0
votes

Getting this issue with Spark 2.3.

I am running the task on a Cloudera cluster with 7 nodes: 64 GB ram, 16 cores each

Related conf: --conf spark.executor.memoryOverhead=5G --executor-memory 30G --num-executors 15 --executor-cores 5

error is raised by spark executors:

java.lang.OutOfMemoryError: Requested array size exceeds VM limit
at java.lang.StringCoding.encode(StringCoding.java:350)
at java.lang.String.getBytes(String.java:941)
at org.apache.spark.unsafe.types.UTF8String.fromString(UTF8String.java:110)
at org.apache.spark.sql.catalyst.expressions.GeneratedClass$SpecificUnsafeProjection.StaticInvoke7$(Unknown Source)
at org.apache.spark.sql.catalyst.expressions.GeneratedClass$SpecificUnsafeProjection.apply(Unknown Source)
at org.apache.spark.sql.catalyst.encoders.ExpressionEncoder.toRow(ExpressionEncoder.scala:288)
at org.apache.spark.sql.SparkSession$$anonfun$4.apply(SparkSession.scala:589)
at org.apache.spark.sql.SparkSession$$anonfun$4.apply(SparkSession.scala:589)
at scala.collection.Iterator$$anon$11.next(Iterator.scala:409)
at scala.collection.Iterator$$anon$11.next(Iterator.scala:409)
at org.apache.spark.sql.catalyst.expressions.GeneratedClass$GeneratedIteratorForCodegenStage1.processNext(Unknown Source)
at org.apache.spark.sql.execution.BufferedRowIterator.hasNext(BufferedRowIterator.java:43)
at org.apache.spark.sql.execution.WholeStageCodegenExec$$anonfun$10$$anon$1.hasNext(WholeStageCodegenExec.scala:614)
at org.apache.spark.sql.execution.datasources.FileFormatWriter$SingleDirectoryWriteTask.execute(FileFormatWriter.scala:380)
at org.apache.spark.sql.execution.datasources.FileFormatWriter$$anonfun$org$apache$spark$sql$execution$datasources$FileFormatWriter$$executeTask$3.apply(FileFormatWriter.scala:269)
at org.apache.spark.sql.execution.datasources.FileFormatWriter$$anonfun$org$apache$spark$sql$execution$datasources$FileFormatWriter$$executeTask$3.apply(FileFormatWriter.scala:267)
at org.apache.spark.util.Utils$.tryWithSafeFinallyAndFailureCallbacks(Utils.scala:1411)
at org.apache.spark.sql.execution.datasources.FileFormatWriter$.org$apache$spark$sql$execution$datasources$FileFormatWriter$$executeTask(FileFormatWriter.scala:272)
at org.apache.spark.sql.execution.datasources.FileFormatWriter$$anonfun$write$1.apply(FileFormatWriter.scala:197)
at org.apache.spark.sql.execution.datasources.FileFormatWriter$$anonfun$write$1.apply(FileFormatWriter.scala:196)
at org.apache.spark.scheduler.ResultTask.runTask(ResultTask.scala:87)
at org.apache.spark.scheduler.Task.run(Task.scala:109)
at org.apache.spark.executor.Executor$TaskRunner.run(Executor.scala:345)
at java.util.concurrent.ThreadPoolExecutor.runWorker(ThreadPoolExecutor.java:1149)
at java.util.concurrent.ThreadPoolExecutor$Worker.run(ThreadPoolExecutor.java:624)
at java.lang.Thread.run(Thread.java:748)

Here's the code that I am running:

val table_df = spark.createDataFrame(table,schema)
val table_df_filled = table_df.na.fill("null")
table_df_filled.write.mode("overwrite").csv("path")

I have tried to increase executor/driver/overhead memory;

I have tried to increase the partition to several times larger(4000,8000) through spark.default.parallelism conf;

As to data size, for each row (record), there are several metadata columns and one big string column.

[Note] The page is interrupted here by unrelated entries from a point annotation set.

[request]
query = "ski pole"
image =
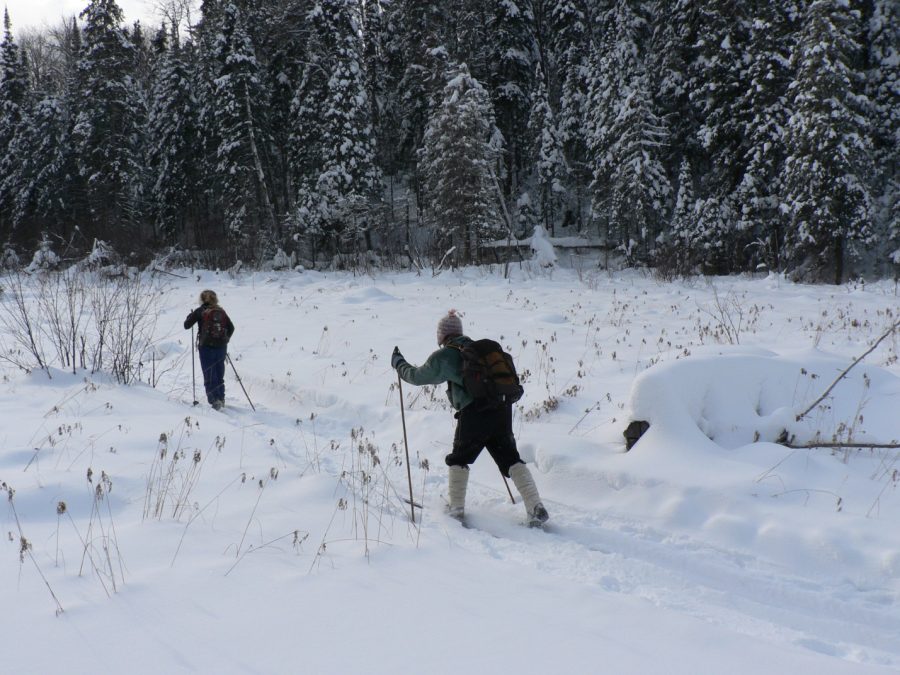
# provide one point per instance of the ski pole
(239, 381)
(194, 367)
(412, 506)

I am sure that the problem lies on the big string column where I save a complete HTML code of a single webpage in this field (no more than 1 GB for each one I think?). The total data size is around 100GBs.

Has any one experienced similar issues?

Some follow up:

  • I have tried to print over the whole RDD, it ran through.
  • By counting on the Dataframe, the task failed with same issue. So I guess the problem is related to the Dataframe column size limit?
  • I managed to output the content directly from RDD with saveAsTextFile with no issue.
1
can you give more details of size of data you are trying to load and source of data and memory configuration - sai pradeep kumar kotha
Try to increase the number of partitions by calling table_df_filled.repartition(num_partitions) before writing. - Denis Makarenko
Hi, information added as mentioned. - Xinyue Wang

1 Answers

0
votes

It turns out that the cause of the problem is that some records hits the Array size limit during the DataFrame conversion from RDD. In this case, I have following two options:

  • Split the problem string colomn to multi colomns (reduce size).
  • Code the output format by myself and write data to HDFS through saveAsTextFile function directly from RDD.